Great preliminary review Thanks!
I first read this on my mobile and thought I’d accidentally skipped to comments, but after reading a bit realised why the reviewer started off that way.
Other reviews I have seen so far start off the review and end the review on the basis that anyone buying a Titan X owns a Ferrari and lives in a 12 bedroom mansion, and that its all about class, but this is completely wrong and will only end up starting off bickering amongst readers, throwing the more money than sense insults at people that want/decide to buy Titan X.
In my option all the previous Titans were never really meant for the mainstream gamer, and more focused on people wanting an Quadro / Tesla alternative at an affordable price, that occasionally game. People targeted GTX Titan X owners after the 980Ti was launched, because it was a few FPS faster in some titles, mainly because the first reviews used old drivers and data for the GTX Titan X, and new for the 980ti that was optimised for Maxwell, but anyone interested in content creation, GPU rendering etc would choose the GTX Titan X over the 980ti because of the onboard memory, 4GB just isn’t enough for most professionals, so a few FPS was never going to sway the decision, but a few gamers and trolls turned it into a class war. Glad this reviewer underlined exactly what Titan X is, and its place in the market before starting off the review. A+++
There’s more to computing than just playing games, and the games you love so much, many of those game developers probably choose Quadro’s or Titans for the extra Vram….
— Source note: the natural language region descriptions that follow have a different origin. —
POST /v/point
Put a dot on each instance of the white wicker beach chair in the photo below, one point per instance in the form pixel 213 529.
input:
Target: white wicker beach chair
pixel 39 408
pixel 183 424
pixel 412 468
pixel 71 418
I currently have 4x Older ( 2688 core) GTX Titans for GPU based rendering. I use 3ds Max and Iray, and usually have 3 or 4 large contracts every months from Industrial or architectural designers. At the end of each project I am asked to produce anything from 10 to 50 FHD images noise free, so that usually means around 10,000 iterations, per image otherwise clients complain about noise.
The old GTX Titans I have scale beautifully in Max and Iray I.e.
An interior architectural scene, FHD, 10,000 iterations.
1x GTX Titan = 60 mins
2x GTX Titans = 30 mins
3x GTX Titans = 20 mins
4x GTX Titans = 15 mins
So currently at the end of a project it can mean a few days worth of rendering, and long hours into the night if a client hits me with a last minute deadline, which they usually do.. Oh I’ve decided I want to show these designs to a client in a meeting in 2 days can you do it?? Aaaaahhhhh!! ( I have a life away from this workstation you know!!! )
So if the single precision numbers are correct for the new Titan X, and work out the same in real world use, it would bean cutting my render times down to a third, meaning less waiting for renders to complete before I can move on to the next view/ scene, and more room for new clients. The cards will pay for themselves in a few months, like the last ones did so not worried about the cost too much, although it will be painful seeing the figures disappear from my bank account, I was already expecting it. So its nothing to do with class, ( I don’t even own a car :- (( ) and definitely about good business sense, plus there’s the added bonus of having 4x Titan X for when (if ever : -((( ) I get the chance to game.
I was so tempted to hit the buy button yesterday, but didn’t, and I wont, at least for now. The reason is simple, HEAT. I currently have 4x dual slot cards sandwiched together in a large case modded to house extra fans, but fans can only go so far based on ambient temperature before the heat just keeps building up, and rendering at 100% load on 4x Titans gets hot fast, so before rendering I have to ramp up the fans to 85% especially in the summer to keep the cards around the 70c mark, so they don’t die on me after a few months/ years, had them over 3 years now, and touch laminated wood, they are still going strong, But I decided my next build would be 100% liquid cooled to get around this problem.
But what options do we have? To buy directly from Nvidia, limited to two ( although they sell 4-way HB bridges on the same page ) and only their standard cooling solution.
Until Titan X is let loose to the 3rd parties, and a hybrid or copper solution is on the market my 4x Titan X dreams are on hold, plus Autodesk and the Iray development team as always are slow to the starting line, and still waiting for Pascal support..
Apparently they are working on supporting and optimising for Pascal…
Ah well..
Will there be 3rd party solutions for Titan X in the near future?
If not, bad move Nvidia, consider the uses for this card and the heat they generate over long periods, there must be a liquid cooling solution for this card!
And what of the 1080ti? If AMD do launch a Titan X Killer later in the year, early next year, Nvidia will launch the 1080ti but with the full core count and at a cheaper price, and unlike the 980ti, it will have at least 8GB which is enough for most DCC work, ending up putting anyone that brought Titan X’s backs up the wrong way, and starting off the bickering again… Nvidia usually do this, always proving they could have launched the full core GP102 version a lot cheaper in the first place..
Looking forward to the productivity benchmarks!